全州で韓国一美味しいビビンバを食べよう!

全州ビビンバは無形文化財に指定されています。(c)全州市観光課
全州(チョンジュ)は、全羅北道の中部にある都市で、ソウルからバスで約3時間、釜山からも約3時間半の距離。韓国の食どころとしても有名で、特にビビンバはここ全州が発祥の地だと言われています。全州ビビンバの材料は、全州がある湖南平野の豊かな土壌で生産されるお米と野菜。素材の味が染みこんだ全州ビビンバは絶品です! また、「机の脚が折れる!」なんて形容されるほどたくさんの料理が出される韓定食やコンナムルクッパ(もやしの汁かけご飯)も必食! 他のどの地域で食べるよりも確実に美味しいですよ。

100パーセント天然岩盤水で作られる全州マッコリ(どぶろく)もグッド。市内にはマッコリタウンが4箇所もあり、美味しいつまみとマッコリを楽しめる店が連なっています。マッコリが入ったやかん1つに対し、テーブルがいっぱいになるほどのつまみが出てくるのも人気の秘密。しかも1万5千~2万ウォン前後でたっぷり飲んで食べることができるのは、ソウルではとても考えられないことです。特に三川洞マッコリタウンは一番規模が大きく賑やかなので是非行ってみてください。
 
まるでタイムトリップしたかのよう! 思わずシャッターを切りたくなる風景が詰まっています。(c)全州市観光課
全州のもう一つの魅力は全州市の東南部にある韓屋村(ハノクマウル)。700棟以上の伝統家屋が密集しており、その伝統美と風流さに魅了されます。韓屋の一軒一軒が博物館や全州で作られた工芸品を販売する土産物屋、宿として利用されているほか、韓国を代表する工芸家たちがここに工房を構え、作品作りにいそしんでいます。中には韓紙工芸や木工芸などを体験できる工房もあるので挑戦してみるのも楽しいですよ。また、全州は朝鮮王朝の発祥地でもあります。韓屋村の一角には朝鮮最後の皇孫が現在も実際に暮らしている家があり、宮中伝統茶礼などを体験できるほか、宿泊することもできます。
 

生きた民俗村、安東

河回村は重要民俗資料に指定された村。両班と儒教文化を垣間見ることができます。(c)安東祝祭観光組織委員会
慶尚北道の中部にある安東(アンドン)は、朝鮮王朝時代の支配階級であった両班(ヤンバン)たちの文化に接することができる町です。
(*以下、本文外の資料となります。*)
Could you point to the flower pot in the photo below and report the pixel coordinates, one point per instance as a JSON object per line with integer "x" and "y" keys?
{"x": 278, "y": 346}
ソウルからも釜山からもバスでは約3時間ほどです。安東の見所は、何と言っても河回村(ハフェマウル)という朝鮮時代の集落が残る村。韓国には同姓一族が集まって暮らす同姓村が多くありますが、中でも朝鮮時代、有名な儒学者を輩出した豊山柳氏の一族が暮らすこの村は有名です。朝鮮時代の家屋や文化が昔と変わらない姿で保存されている貴重なこの村を見学するため、1999年にはイギリスのエリザベス女王も訪問しているんですよ!
 
村内には石壁に藁葺き屋根の民家、瓦屋根の伝統韓屋などが、昔と変わらない姿で残っています。(c)安東祝祭観光組織委員会
この村の人口の約7割を豊山柳氏の一族が占めるため、名字が“柳(リュ)”の人たちばかりが暮らします。韓流スター、リュ・シウォンさんの本家もこの村にあります。瓦屋根が立派な伝統的な両班家屋や藁葺き屋根の民家などが、昔と変わらない姿で残っているだけでも驚きですが、現在でもなんと約300人がこの村で実際に暮らしているんですよ。安東に行ったら、市内中心部で宿を取らず、是非このハフェマウルで伝統家屋に宿泊してみてください。また、韓国伝統の祭祀料理であるホッチェサパプや鶏の煮込み料理、安東チムダクなど、郷土料理も美味しいですよ。

毎年9月の最終金曜日から10日間は、安東市内やハフェマウルで仮面フェスティバルが行われます。ハフェマウルは両班と呼ばれる朝鮮時代の貴族を模した仮面や農民の仮面などをかぶり、物語を演じながら踊る仮面劇や、劇に使用する仮面作りでも有名です。安東に行くなら、このフェスティバルが行われる時期に合わせて行くととても面白いですよ。